Materials and Methods:Cell viability of A2780, SKOV3, A2780/DDP, and SKOV3/DDP cells upon cisplatin treatment was monitored by MTT assay. Quantitative reverse transcription polymerase chain reaction (qRT-PCR) detected the expression levels of CCAT1 and miR-454. The effect of sh-CCAT1 on cisplatin response was investigated in xenografts study. Bioinformatic analysis, luciferase reporter assay and qRT-PCR were conducted to validate the direct interaction among CCAT1, miR-454, and survivin. Apoptosis was determined by flow cytometry after dual staining of Annexin-V-FITC/propidium iodide, and the expression of apoptosis-related proteins Bcl-2, Bax and survivin were detected by qRT-PCR and Western blotting. Xenograft study was conducted to monitor in vivo tumor formation.
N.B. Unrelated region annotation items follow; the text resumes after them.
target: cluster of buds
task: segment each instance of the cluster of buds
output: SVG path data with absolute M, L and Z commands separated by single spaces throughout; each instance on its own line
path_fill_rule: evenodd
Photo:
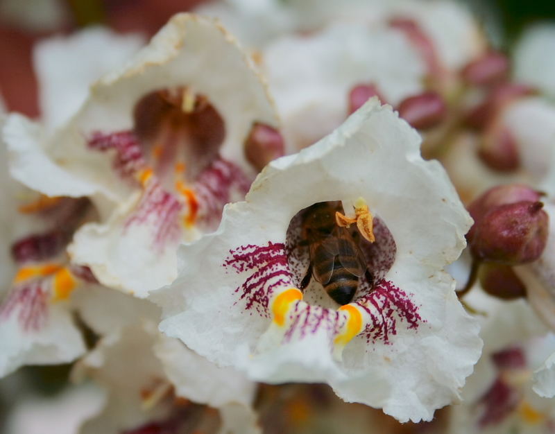
M 545 248 L 549 217 L 541 196 L 524 185 L 502 185 L 470 205 L 475 223 L 466 237 L 475 263 L 484 263 L 478 275 L 488 293 L 504 299 L 525 295 L 511 267 L 537 260 Z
Results:CCAT1 was highly expressed in cisplatin-resistant ovarian cancer cell line A2780/DDP and SKOV3/DDP. Knockdown of CCAT1 restored sensitivity to cisplatin in vitro and in vivo. Our data revealed that silencing of CCAT1 promoted cisplatin-induced apoptosis via modulating the expression of pro- or anti-apoptotic proteins Bax, Bcl-2, and survivin. CCAT1 directly interacted with miR-454, and miR-454 overexpression potentiated cisplatin-induced apoptosis. Survivin was identified as a functional target of miR-454, restoration of survivin attenuated the effect of miR-454 on cisplatin response. In addition, miR-454 inhibitor or overexpression of survivin was found to abolish sh-CCAT1–induced apoptosis upon cisplatin treatment.
Conclusion:CCAT1/miR-454/survivin axis conferred cisplatin resistance in ovarian cancer cells.